In the days after dibbing (do you say ‘dibbing’ gardeners? Is this a thing?), every time I looked out the window I felt a low thrum of excitement at the thought of the show these tulips were going to put on come Spring. It would be, if all went to plan, obscenely beautiful. The Thalictrum would blossom all Summer long, but the tulips would arrive and leave quickly. There would be five, six days of perfect blossom, then the petals would start to loosen and brown and eventually drop off. It was so much bother and wait for such a fleeting reward, but I realised that I was excited by that aspect; it added a sense of jeopardy to the whole thing. I wondered if this was the measure of me being old now. I was a few years into my forties and excited about bulbs. Was this the start of the end? I found a quote by the horticulturalist Allan Armitage.
Gardening simply does not allow one to be mentally old, because too many hopes and dreams are yet to be realised.
And it all made sense. In gardening I was giving myself something to look forward to, over and over again.
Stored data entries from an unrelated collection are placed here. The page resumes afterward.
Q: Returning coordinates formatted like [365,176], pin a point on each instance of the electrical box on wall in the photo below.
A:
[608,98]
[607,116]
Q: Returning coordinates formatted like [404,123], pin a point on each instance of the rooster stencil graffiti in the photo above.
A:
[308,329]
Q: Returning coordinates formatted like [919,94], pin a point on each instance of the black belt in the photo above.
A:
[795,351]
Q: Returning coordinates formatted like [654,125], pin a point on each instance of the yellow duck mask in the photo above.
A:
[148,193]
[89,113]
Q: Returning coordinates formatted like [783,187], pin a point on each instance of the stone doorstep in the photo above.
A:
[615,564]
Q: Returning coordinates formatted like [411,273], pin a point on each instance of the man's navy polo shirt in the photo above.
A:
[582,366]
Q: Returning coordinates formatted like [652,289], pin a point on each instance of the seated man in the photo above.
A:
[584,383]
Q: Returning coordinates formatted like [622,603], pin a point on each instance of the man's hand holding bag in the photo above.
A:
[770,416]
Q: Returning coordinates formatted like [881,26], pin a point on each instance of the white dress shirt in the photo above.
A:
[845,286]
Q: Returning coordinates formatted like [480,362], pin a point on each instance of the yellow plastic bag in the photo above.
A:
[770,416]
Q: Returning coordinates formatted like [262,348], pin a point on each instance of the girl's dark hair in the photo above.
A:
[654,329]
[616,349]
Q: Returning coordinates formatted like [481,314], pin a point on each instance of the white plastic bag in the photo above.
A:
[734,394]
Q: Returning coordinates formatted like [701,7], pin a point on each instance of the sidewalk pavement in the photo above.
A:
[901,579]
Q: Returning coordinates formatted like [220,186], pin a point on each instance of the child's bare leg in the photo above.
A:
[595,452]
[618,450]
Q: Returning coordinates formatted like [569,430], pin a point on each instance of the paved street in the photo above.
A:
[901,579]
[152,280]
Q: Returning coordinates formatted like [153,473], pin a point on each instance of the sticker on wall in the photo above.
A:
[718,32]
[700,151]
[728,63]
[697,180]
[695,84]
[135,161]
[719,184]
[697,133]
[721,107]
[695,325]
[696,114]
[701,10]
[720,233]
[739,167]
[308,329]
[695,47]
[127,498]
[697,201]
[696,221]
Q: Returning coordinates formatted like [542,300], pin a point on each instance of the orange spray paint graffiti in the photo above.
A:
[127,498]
Planting bulbs was like booking a Summer holiday in the darkest days of Winter; there was so much pleasure in the anticipation. For the first time in my life I was a person who revelled in waiting. There were bulbs under the soil. There was joy around the corner.
Now I must remove gardening from the ‘things to do when I’m old’ list in my head. I found it earlier in life than I thought I would and It makes me feel more excited about life than I ever thought it could. I am the proud owner of a dibber and I have new hopes and dreams to realise.